Dominic Lester, global head of technology at UBS Investment Bank reckons that things are on the up - and demonstrated that with some pithy aphorisms.
He said that while it will be very difficult for a bank to take a small company to market, unless you believe there's going to be a mass catastrophe, money needs to be used.
He said: "Things are starting to come back. Convergence is forcing companies to make those strategic moves that they've been talking about for a number of years. Every company we speak to has the need to make a move. Transactions are 10 to 15 per cent up. We'll get back to levels similar to 2008, The technology industry is vibrant."

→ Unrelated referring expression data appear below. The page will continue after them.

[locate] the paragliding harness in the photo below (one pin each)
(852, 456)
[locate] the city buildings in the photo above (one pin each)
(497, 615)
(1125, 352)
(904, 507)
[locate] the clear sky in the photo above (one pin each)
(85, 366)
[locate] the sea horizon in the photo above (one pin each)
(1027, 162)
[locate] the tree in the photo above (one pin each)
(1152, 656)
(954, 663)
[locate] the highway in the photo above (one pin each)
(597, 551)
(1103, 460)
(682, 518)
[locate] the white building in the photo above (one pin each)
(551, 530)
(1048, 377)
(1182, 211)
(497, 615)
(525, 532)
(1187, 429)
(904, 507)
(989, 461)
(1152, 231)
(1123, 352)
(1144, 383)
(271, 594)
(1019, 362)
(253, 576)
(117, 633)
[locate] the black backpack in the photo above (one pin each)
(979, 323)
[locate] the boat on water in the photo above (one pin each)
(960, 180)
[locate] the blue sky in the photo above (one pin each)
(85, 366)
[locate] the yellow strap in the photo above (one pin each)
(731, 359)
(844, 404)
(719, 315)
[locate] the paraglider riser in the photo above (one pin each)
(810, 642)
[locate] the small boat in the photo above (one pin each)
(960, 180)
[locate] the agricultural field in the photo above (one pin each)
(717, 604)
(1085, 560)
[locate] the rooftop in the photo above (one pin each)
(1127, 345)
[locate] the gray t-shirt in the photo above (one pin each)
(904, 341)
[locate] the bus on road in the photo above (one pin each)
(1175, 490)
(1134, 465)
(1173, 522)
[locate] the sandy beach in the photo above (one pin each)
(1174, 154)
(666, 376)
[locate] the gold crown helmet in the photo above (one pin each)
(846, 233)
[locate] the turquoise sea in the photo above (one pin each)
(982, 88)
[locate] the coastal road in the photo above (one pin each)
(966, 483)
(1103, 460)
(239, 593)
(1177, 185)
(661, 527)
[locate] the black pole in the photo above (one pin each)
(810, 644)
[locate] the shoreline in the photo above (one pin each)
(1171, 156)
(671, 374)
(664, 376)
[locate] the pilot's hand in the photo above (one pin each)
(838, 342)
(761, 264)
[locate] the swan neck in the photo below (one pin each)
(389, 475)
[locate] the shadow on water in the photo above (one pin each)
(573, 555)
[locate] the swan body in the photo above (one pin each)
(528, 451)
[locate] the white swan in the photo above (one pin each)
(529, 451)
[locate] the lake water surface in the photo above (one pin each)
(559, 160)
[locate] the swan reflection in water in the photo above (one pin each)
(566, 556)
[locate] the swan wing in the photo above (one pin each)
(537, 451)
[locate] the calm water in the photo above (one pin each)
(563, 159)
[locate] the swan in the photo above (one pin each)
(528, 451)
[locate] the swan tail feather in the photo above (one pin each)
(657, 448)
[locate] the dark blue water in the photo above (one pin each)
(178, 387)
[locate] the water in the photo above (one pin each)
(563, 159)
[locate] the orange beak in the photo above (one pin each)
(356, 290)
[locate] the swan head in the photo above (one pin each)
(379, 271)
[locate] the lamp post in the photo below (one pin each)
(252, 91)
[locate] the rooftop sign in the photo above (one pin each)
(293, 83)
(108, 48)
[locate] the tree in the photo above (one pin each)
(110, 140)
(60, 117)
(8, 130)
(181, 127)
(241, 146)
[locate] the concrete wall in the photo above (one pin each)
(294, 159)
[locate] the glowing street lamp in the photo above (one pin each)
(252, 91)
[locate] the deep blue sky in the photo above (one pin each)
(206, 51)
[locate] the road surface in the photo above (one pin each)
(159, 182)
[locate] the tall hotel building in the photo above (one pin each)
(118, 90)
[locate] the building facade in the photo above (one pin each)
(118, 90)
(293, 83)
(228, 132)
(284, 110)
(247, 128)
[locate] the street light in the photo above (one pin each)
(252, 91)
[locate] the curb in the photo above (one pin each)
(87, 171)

He said technology firms are gung ho about the climate. "Cisco is increasingly acquisitive for larger and larger companies. I don't see an Oracle or an HP slowing down. A lot of these companies need to enter new markets very quickly and M&A (mergers and acquistion) is more attractive than R&D (Research and Development). There's a greater willingness for big companies that their internal efforts may not be sufficient to enter a new market."

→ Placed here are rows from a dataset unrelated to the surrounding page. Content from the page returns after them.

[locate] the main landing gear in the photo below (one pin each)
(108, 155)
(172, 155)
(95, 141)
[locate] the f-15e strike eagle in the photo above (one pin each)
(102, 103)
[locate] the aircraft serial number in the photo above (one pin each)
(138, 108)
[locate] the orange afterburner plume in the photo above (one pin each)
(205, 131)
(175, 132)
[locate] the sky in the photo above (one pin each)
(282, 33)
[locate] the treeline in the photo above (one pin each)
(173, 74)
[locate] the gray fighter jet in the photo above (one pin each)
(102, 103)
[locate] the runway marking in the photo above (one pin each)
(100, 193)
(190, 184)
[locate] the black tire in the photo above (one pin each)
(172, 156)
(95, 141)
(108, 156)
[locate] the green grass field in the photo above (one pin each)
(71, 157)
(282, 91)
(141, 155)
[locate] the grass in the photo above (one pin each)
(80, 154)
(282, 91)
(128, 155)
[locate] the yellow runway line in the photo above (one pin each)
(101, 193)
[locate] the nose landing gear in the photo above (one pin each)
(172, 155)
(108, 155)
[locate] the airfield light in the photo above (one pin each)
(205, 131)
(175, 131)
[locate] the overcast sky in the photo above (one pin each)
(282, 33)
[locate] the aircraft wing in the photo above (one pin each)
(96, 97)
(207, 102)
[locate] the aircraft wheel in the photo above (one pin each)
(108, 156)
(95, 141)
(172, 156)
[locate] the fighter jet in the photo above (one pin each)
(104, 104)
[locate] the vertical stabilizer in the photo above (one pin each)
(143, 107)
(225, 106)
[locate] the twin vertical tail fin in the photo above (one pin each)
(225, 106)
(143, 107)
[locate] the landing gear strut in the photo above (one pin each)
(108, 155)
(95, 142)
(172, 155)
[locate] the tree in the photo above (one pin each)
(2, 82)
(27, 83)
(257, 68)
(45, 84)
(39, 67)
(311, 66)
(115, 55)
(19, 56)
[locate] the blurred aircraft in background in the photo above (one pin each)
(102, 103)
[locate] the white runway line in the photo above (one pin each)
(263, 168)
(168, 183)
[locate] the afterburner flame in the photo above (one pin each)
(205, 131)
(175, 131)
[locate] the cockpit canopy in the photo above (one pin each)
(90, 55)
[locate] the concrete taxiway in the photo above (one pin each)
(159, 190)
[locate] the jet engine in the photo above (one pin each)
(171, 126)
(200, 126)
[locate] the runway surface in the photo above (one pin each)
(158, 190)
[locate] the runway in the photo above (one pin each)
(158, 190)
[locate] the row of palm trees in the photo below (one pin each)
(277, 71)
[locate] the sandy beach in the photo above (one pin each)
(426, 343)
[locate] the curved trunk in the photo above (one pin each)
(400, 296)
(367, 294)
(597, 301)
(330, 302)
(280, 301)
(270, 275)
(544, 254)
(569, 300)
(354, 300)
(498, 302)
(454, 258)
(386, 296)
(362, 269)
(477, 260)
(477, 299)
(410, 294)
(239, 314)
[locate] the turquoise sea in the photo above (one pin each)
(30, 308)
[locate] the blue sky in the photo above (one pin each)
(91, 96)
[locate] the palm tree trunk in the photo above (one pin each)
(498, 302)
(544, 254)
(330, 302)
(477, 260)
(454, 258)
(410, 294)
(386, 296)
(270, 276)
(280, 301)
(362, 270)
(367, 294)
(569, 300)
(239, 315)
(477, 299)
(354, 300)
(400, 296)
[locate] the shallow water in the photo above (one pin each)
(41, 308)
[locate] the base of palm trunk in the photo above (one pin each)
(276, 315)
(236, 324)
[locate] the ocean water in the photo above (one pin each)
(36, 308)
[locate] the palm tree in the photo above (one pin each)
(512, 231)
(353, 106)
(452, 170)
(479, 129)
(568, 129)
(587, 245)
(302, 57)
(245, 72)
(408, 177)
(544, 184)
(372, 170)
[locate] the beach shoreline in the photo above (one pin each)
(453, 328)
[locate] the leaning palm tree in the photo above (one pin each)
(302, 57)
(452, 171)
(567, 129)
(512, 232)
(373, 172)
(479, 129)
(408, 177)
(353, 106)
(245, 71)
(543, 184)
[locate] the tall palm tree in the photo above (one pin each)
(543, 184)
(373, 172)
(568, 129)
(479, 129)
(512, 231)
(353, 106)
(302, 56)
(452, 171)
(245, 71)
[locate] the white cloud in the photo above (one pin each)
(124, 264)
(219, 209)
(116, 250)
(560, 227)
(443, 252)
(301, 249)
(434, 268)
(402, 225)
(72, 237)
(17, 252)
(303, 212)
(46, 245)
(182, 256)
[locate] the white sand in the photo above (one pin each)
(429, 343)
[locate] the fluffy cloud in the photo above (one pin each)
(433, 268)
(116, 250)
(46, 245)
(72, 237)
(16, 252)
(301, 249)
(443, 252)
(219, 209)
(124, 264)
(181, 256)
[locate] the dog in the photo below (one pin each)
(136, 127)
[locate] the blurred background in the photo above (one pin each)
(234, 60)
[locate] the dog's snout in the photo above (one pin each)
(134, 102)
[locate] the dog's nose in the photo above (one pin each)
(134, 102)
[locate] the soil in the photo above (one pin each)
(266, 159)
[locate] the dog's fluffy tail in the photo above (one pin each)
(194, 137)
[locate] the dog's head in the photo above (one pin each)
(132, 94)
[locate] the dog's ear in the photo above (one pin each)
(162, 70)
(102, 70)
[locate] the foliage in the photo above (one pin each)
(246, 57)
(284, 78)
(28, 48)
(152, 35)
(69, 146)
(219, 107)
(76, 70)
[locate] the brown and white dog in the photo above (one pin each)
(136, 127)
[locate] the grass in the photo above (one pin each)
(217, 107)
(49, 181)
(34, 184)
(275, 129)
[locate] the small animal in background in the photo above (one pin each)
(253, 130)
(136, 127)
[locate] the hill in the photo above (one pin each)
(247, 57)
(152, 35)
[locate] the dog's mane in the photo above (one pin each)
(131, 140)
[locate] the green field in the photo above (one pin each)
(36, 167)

He said that Cisco will eventually stop growing, they're losing market share to HP.
"A lot of the buyers don't have the currencies they used to have and have to be more disciplined for the prices they have to pay for those acquisitions. There isn't a frenzy of buyers and it will be different from an auction. Valuations are more rational and I personally think that's a good thing."
What does this mean? It means it's going to be hard for venture capitalists in Europe for some time to come, according to Lester.